There just isn’t a date I am searching for in the future anymore. Just the present moment exists. I will just live in the present moment and trust that strength will come to me in challenging moments. I kinda feel like I am somewhere between earth and heaven right now. The present moment is all there will ever be for all eternity, this is living ya know? One day there will be that official crossover from earth and heaven though. I feel like I am on my journey to Heaven, but part of me feels like I am already there and experiencing it.

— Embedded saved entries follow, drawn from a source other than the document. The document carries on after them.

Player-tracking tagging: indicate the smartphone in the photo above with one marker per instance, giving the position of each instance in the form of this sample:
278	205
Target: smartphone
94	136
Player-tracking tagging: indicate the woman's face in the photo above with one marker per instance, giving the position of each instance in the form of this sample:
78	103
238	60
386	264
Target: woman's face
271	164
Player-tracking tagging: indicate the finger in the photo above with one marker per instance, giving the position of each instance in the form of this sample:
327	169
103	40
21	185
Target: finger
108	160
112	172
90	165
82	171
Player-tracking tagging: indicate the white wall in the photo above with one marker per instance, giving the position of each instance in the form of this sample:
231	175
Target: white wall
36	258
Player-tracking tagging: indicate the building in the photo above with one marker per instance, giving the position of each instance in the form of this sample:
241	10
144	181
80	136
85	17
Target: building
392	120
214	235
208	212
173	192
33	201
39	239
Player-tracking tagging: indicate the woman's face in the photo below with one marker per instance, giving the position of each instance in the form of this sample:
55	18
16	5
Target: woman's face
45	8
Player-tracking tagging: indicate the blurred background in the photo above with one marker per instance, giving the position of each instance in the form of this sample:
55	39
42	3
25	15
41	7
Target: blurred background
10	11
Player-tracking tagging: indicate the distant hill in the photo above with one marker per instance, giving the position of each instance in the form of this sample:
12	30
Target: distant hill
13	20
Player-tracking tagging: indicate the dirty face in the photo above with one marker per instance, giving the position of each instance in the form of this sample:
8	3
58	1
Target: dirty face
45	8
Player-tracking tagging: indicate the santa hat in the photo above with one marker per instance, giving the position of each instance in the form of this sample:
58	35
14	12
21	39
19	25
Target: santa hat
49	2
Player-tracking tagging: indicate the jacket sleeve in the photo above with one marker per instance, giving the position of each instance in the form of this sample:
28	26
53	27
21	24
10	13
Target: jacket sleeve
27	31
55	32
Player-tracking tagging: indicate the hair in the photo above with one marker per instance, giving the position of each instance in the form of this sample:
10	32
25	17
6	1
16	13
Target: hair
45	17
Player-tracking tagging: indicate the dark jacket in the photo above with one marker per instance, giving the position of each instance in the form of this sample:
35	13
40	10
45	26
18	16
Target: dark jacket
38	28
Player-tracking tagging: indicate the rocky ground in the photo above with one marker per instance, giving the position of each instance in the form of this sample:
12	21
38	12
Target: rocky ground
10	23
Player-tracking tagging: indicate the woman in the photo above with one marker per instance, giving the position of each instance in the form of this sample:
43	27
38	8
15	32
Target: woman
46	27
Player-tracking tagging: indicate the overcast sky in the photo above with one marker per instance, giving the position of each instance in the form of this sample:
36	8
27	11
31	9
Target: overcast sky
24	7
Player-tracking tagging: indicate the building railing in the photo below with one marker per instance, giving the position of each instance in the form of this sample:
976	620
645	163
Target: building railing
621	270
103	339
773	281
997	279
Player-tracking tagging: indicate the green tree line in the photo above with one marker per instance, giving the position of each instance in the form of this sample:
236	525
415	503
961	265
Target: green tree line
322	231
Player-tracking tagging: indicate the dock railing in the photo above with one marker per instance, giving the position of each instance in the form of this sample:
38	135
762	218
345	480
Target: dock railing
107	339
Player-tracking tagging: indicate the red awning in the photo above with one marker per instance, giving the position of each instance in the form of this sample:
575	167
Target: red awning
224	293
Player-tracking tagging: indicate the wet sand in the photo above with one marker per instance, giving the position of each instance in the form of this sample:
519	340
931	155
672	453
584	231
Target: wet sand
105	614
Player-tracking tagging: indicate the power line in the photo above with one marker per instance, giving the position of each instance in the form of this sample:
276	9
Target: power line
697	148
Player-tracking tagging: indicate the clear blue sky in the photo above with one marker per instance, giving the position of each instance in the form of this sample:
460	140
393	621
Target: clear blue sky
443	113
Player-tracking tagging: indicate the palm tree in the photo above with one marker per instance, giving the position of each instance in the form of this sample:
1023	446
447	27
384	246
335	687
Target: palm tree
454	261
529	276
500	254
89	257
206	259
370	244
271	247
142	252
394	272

I plan to apply for disability again soon. Hopefully I will get it one of these times as I still find work to be a pretty traumatic experience for me. I think something will work out anyways, whether disability or some money or something will find its way to me somehow. I am having more faith these days that a path will open up. I believe that on a couple fronts. One, I truly feel I do have a disability and that eventually it should work out because that is true. Perhaps, I had to get the runaround like almost everybody else for a period of time, because that is kind of the natural way of the current system and the rules of my situation often have to do with living a “normal life”.
Two, I think something changed when I went back to college and got on a path to creating a sociology blog. I followed the correct steps to make it happen and feel it was denied to me. Did well in all the classes and took the appropriate writing and blogging classes. I feel like in my blogging class, especially with it being one of the kind of one on one classes with your professor, I should have gotten more guidance. I feel like in the real world a professor would have helped me really try and make my blog work. But, I didn’t get too much guidance or feedback at all. So, I feel like a career was kind of stolen from me.
Then, not long after my blogging class and maybe even during it, some money found its way to me. I don’t want to discount the great generosity shown to me in the gift, but in all the previous years when I was really struggling and severely suicidal and all that I never really got anything. Part of me feels that I earned that money. I feel some deal was reached that they wouldn’t allow me to have a successful blog, but they would pay me in another way. A way that would still hide my intelligence and keep me in my schizophrenic world.
But I wonder if that career is still kind of owed to me. Perhaps it wasn’t just a one time buy out. Maybe some money will always find its way to me in some form, within limits of course. It might even be a reason that will help me get disability insurance eventually. I don’t know, but it makes some sense to me anyways. I don’t believe my going to college and then getting money were purely coincidental.
So, part of me still feels like I may truly be a professional blogger and that money just comes to me in unconventional ways. A fun and interesting thought anyways. A thought that makes me feel good in all reality. Kind of gives me some extra drive to keep the blogosphere going, besides my just natural enjoyment of it, as well as its therapeutic properties.
Suppose I will leave it there for the day, not really too much on my mind in all reality. A couple weeks before my birthday I was all pent up a bit and had so much I wanted to say after my Birthday, but that has largely been like washed away from my mind and a calm has settled in. I’m honestly in a pretty good place mentally right now. Hope everyone has a good day!